Durant toute la partie, Gibson et Paige vont se chambrer, se chamailler. Satchel Paige vient de rentrer en relève, les bases sont vides. Mais selon la légende, il va donner volontairement 3 BB aux Grays afin d’affronter Gibson. La feuille de match mentionne en réalité 3 hits pour les Grays, Paige n’ayant concédé aucun BB sur cette rencontre. Josh Gibson est un cogneur de renom, un slugger hors pair, un joueur clutch qui ne laisse aucune opportunité filer, encore moins lorsqu’il y a des joueurs sur base. En cette saison 1942, en seulement 162 passages officiels au marbre, il aura obtenu 25 BB et IBB, réalisé 7 HR, frappant à 0.297, lui qui a connu des saisons frôlant les 0.500 à la batte.
Paige ne maitrisait pas 3 ou 4 lancers mais une bonne douzaine, qu’il avait d’ailleurs lui même inventé, certains n’ayant sans doute jamais été utilisés. Et il les nommait de manière assez originale : la barber ball, la bat dodger,, la midnight rider… Il avait l’art d’embellir les situations lorsqu’il s’adressait aux médias et, sans récit officiel de cette rencontre, difficile de connaître alors les lancers de cette séquence. Il racontera par la suite avoir informé Gibson de chacun de ses lancers. C’est également lui qui expliquera avoir rempli volontairement les bases.
La première balle, on le sait, est une rapide dont Paige a le secret. Gibson s’élance mais la balle, lancée en haut de la zone, finit dans le gant du catch.
La seconde balle est cette-fois ci très bien frappée par Gibson et file tout droit derrière le champ droit situé à 352 pieds du marbre, mais elle termine finalement en foul ball dans les gradins, à quelques centimètres du Grand Slam.
Et sur un dernier lancer dont il a le secret, Paige fait valser Gibson pour le retirer sèchement sur 3 lancers.
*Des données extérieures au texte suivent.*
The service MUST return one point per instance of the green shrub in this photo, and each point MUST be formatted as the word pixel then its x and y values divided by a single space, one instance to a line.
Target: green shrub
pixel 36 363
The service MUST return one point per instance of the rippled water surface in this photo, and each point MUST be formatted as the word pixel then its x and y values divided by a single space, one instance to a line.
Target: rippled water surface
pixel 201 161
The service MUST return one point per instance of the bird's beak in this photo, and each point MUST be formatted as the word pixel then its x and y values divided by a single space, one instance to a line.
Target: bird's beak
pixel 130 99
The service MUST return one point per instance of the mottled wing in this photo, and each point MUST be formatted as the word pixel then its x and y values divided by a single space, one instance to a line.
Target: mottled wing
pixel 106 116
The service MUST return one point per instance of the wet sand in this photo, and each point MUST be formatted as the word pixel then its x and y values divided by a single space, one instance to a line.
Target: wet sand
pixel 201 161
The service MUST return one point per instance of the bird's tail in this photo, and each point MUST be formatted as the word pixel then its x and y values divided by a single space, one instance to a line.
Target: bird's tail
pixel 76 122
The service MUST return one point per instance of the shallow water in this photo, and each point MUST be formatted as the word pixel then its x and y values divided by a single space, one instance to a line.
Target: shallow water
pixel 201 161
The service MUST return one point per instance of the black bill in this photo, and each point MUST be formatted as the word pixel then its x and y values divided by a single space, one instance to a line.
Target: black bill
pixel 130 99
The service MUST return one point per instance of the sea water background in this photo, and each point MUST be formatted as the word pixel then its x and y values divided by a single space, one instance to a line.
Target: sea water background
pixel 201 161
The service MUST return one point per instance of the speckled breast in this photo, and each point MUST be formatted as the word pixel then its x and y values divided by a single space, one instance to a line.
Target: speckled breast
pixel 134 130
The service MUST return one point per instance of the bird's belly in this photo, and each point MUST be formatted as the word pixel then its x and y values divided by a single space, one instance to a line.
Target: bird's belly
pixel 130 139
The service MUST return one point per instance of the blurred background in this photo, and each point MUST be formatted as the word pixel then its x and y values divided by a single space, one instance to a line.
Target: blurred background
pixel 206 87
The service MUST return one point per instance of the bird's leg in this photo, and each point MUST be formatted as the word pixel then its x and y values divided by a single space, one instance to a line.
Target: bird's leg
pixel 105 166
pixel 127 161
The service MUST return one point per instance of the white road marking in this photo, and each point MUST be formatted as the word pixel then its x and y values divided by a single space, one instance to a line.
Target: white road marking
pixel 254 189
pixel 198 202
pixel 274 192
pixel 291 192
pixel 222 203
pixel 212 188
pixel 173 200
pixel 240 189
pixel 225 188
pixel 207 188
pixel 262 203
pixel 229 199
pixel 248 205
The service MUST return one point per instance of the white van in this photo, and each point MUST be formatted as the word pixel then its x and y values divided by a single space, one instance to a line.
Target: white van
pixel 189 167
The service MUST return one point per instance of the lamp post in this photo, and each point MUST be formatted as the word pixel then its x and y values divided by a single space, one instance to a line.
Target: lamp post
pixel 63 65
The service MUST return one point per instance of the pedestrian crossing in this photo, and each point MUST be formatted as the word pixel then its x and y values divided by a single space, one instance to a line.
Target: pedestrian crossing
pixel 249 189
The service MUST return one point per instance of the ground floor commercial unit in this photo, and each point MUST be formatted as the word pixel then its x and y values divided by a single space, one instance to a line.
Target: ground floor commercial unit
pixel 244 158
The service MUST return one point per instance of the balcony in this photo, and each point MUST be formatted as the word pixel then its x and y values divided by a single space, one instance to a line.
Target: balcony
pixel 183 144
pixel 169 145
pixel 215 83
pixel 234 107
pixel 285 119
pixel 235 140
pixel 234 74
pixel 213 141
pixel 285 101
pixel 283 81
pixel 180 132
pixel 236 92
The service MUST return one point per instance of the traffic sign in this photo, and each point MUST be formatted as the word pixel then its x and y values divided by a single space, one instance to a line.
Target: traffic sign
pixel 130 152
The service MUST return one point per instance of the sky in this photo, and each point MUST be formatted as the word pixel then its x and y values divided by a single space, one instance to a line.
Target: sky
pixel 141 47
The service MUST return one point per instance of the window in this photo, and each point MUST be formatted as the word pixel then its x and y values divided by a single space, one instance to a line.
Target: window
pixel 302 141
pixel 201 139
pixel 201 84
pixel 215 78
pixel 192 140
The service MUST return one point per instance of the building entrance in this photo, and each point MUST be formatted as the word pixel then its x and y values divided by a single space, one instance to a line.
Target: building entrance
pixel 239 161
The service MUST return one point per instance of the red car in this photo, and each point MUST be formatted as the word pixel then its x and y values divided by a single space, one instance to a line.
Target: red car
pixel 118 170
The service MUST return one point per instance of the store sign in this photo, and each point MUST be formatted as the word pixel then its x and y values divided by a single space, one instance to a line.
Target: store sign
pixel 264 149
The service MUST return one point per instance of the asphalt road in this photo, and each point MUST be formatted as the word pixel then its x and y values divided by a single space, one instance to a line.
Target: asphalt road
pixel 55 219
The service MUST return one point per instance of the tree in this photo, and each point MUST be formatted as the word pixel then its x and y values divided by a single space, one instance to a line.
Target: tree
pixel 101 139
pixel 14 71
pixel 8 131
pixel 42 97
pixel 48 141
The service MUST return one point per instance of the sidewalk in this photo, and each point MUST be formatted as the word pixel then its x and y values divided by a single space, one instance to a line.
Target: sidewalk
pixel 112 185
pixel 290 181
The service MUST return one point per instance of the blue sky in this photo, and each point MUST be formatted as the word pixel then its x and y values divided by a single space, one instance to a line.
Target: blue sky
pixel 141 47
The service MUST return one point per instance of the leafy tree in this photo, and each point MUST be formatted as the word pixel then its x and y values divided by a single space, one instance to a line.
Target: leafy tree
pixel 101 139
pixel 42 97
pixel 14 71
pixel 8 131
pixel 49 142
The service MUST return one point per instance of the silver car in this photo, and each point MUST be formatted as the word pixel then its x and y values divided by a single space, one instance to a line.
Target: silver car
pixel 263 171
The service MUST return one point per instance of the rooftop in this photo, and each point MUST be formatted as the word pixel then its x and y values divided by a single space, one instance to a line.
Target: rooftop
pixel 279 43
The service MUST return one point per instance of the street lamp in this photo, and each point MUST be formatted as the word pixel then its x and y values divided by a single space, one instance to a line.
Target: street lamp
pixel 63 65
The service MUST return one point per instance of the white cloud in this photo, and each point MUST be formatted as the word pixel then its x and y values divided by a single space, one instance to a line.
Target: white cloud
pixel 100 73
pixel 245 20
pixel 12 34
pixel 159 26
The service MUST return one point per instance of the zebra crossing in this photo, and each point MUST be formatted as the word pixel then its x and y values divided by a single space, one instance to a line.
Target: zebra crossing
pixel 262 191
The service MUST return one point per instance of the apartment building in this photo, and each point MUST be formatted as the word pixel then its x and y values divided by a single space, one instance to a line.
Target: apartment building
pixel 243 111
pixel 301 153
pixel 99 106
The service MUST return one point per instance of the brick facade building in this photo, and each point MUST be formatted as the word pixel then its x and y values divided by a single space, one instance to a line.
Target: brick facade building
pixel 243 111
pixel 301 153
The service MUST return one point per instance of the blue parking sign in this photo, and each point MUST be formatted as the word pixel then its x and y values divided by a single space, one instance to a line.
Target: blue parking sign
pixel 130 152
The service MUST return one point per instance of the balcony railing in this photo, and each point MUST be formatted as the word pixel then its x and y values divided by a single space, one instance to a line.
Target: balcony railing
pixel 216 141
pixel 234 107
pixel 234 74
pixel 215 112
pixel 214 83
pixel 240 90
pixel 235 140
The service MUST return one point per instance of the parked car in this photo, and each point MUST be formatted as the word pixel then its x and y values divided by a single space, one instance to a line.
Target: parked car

La scène est mythique, et c’est toute cette série qui le deviendra. Nous sommes en pleine apogée des Negro Leagues, et c’est à ce moment-là que Branch Rickey, le célèbre président et General Manager des Brooklyn Dodgers, va commencer à s’intéresser aux joueurs des Negro Leagues. Quelques années plus tard, il enrôlera Jackie Robinson des Monarchs de Kansas City.
Le film Soul of the Game revient sur ces world series notamment et sur cet at-bat plus précisément. En voici l’extrait.
Ces World Series prendront vite une allure de correction pour les Grays qui seront balayés 4 victoires à zéro par l’armada du Missouri. Les Grays remporteront toutefois trois World Series, en 1943, 1944 et 1948.